When she’s clothed he pulls her up onto his lap, spreading his legs to make room for her, holding her like a child. She burrows into him, warm and wonderful. 

 

They are quiet for a long, long while. Now, the desert seems a beautiful place: desolate and starkly perfect, so still, so peaceful and savage. The only motion in the world is Grissom’s slowing breaths at her back, his slow hand rubbing up and down her arm. 

 

“What now?” she says, her voice hoarse and muttered into the smooth fabric of his jacket. 

 

He shifts a little beneath her, leans his chin on her head. “I’ve… been making the same choice for fifty years, Sara.” Sara doesn’t know what this means, so she waits, safe in the warmth of him all around her. “The choice to be alone. To make my work my life. Change is hard. It’s… frightening. They say ‘fall in love’... I feel like I’m… I’m hanging off the edge of a cliff by my fingertips. And you’re prying my fingers loose one by one.”

 

“Not anymore,” Sara corrects softly.

 

A pause. “No,” Grissom agrees. “No, it’s my choice now; I want to let go.

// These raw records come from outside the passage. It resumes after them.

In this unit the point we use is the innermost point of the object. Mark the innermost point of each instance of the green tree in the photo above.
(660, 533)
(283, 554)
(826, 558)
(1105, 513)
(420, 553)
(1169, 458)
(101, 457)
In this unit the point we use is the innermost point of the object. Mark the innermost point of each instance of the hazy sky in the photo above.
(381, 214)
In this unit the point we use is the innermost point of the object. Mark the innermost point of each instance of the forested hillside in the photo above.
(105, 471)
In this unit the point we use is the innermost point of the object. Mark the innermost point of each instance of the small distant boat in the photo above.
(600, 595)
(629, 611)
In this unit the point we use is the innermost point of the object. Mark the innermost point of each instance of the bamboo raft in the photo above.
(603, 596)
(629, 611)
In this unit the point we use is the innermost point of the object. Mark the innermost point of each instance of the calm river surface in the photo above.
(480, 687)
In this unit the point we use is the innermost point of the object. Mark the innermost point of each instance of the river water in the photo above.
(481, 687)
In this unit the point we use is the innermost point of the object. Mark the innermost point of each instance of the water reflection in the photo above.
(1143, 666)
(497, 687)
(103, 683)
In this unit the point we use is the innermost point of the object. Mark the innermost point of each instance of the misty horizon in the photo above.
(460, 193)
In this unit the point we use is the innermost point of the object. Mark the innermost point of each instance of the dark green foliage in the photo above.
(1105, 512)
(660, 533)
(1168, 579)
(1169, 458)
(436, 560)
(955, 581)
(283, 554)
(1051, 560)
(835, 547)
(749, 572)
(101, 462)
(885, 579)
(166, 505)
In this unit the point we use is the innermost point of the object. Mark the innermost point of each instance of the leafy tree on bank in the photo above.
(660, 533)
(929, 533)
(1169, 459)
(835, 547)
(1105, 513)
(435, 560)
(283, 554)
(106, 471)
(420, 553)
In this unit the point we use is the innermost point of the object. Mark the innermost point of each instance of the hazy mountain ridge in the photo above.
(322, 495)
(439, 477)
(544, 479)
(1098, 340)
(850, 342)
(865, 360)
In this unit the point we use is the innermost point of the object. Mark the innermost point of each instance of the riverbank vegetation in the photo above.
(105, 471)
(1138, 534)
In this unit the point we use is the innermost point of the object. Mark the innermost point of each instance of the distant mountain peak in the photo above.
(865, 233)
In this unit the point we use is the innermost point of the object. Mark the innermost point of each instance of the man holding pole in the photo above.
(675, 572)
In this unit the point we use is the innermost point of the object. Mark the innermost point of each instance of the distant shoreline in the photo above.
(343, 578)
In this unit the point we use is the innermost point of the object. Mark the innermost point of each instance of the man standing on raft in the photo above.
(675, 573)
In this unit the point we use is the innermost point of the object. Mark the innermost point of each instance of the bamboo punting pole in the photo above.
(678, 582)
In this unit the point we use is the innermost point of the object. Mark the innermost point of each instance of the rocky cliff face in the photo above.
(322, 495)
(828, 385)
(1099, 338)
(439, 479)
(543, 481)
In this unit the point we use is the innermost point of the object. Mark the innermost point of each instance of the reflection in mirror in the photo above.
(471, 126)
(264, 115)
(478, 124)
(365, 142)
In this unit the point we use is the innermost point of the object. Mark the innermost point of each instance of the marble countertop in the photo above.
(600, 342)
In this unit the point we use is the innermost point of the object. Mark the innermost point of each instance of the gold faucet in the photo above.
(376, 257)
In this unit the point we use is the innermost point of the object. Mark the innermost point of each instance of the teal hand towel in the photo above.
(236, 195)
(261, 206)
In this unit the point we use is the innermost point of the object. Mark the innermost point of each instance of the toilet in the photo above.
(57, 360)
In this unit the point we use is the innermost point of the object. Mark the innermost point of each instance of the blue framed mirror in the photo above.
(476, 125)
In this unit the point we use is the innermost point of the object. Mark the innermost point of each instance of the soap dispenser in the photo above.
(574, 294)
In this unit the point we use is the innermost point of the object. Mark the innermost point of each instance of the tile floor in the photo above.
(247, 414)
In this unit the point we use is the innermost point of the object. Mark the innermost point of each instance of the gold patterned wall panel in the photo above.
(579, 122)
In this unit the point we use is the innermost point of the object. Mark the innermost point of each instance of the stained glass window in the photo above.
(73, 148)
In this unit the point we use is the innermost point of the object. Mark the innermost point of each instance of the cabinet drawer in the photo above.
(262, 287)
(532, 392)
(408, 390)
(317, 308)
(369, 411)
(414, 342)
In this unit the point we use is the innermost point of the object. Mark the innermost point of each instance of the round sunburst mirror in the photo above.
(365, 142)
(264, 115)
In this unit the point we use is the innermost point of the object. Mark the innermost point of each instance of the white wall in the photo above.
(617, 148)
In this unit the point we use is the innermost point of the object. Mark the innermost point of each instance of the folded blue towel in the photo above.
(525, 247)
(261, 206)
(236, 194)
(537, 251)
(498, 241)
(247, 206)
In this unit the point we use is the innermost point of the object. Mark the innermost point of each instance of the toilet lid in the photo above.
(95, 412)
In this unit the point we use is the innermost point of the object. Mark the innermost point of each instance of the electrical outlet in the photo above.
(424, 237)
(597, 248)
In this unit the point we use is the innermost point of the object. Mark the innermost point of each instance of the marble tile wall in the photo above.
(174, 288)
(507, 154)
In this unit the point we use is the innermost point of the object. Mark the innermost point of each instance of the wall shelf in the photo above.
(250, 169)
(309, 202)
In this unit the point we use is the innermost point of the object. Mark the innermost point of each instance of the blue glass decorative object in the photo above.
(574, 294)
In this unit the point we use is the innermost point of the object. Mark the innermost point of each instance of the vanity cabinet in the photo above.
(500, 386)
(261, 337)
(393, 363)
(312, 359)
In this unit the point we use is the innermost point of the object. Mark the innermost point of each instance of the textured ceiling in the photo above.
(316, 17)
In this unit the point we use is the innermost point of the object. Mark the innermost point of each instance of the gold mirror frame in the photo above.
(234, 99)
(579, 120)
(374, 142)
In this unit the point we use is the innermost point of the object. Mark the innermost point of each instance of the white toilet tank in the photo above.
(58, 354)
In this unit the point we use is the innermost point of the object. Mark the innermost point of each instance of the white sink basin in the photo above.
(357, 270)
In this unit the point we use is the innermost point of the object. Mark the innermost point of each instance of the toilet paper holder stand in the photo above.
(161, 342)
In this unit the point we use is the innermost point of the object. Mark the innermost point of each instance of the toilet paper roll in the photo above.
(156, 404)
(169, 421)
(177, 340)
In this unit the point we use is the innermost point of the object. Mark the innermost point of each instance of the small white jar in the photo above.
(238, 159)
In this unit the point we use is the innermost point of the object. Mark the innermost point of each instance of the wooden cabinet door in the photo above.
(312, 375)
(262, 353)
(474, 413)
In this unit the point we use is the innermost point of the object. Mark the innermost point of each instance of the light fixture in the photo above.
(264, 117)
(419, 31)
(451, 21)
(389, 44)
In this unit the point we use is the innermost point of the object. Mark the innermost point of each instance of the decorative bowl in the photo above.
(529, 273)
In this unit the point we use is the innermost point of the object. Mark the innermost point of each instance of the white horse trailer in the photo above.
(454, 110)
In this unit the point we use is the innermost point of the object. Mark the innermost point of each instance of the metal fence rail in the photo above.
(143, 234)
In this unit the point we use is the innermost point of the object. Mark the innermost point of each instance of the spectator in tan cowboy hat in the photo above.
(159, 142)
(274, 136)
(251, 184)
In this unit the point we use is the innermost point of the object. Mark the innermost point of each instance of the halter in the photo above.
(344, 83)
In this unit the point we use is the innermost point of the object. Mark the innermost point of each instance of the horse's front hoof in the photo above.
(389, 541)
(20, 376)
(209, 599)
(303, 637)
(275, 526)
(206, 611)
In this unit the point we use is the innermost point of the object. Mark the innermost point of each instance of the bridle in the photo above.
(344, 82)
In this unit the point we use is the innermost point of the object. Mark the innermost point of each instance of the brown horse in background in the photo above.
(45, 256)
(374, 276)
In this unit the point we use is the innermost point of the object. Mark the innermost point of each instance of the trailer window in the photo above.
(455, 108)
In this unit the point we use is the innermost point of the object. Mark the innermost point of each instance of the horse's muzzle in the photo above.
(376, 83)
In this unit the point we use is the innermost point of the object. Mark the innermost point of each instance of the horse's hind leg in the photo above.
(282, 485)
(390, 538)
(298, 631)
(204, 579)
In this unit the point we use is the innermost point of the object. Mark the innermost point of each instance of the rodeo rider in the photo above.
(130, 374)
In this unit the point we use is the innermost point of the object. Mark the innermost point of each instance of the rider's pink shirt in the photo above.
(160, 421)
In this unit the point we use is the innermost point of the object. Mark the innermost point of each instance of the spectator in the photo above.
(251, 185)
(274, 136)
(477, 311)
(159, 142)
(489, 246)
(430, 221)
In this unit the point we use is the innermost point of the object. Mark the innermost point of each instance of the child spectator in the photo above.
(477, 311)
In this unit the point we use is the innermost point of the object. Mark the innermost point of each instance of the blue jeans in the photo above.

But it’s terrifying to fall and not see the bottom.” 

 

“It is terrifying,” Sara says. “Sometimes with you I’m not sure there is a bottom.” He says nothing. “But this here… you and me on this rock: this isn’t frightening.”

 

She feels his smile against her skin as he ducks his head against her jaw. “No, this is… sublime.”

 

She turns to kiss his mouth lightly. “Do you love me?”

 

He breaths against her lips. “Yes, Sara. Since the beginning. Maybe more than anything else in my life.”

 

Sara gives him a sad, understanding look. She can see the outline of his hair sticking up at all angles, his soft eyes glowing in the night. “That is scary.”

 

“Yes.” 

 

The yellowish blaze of headlights startles them both; they pull apart, and Sara hastens to pull her shirt on before Brass can turn in and illuminate them in their hiding place. Grissom walks with her to the car, a ghost of warmth at her back.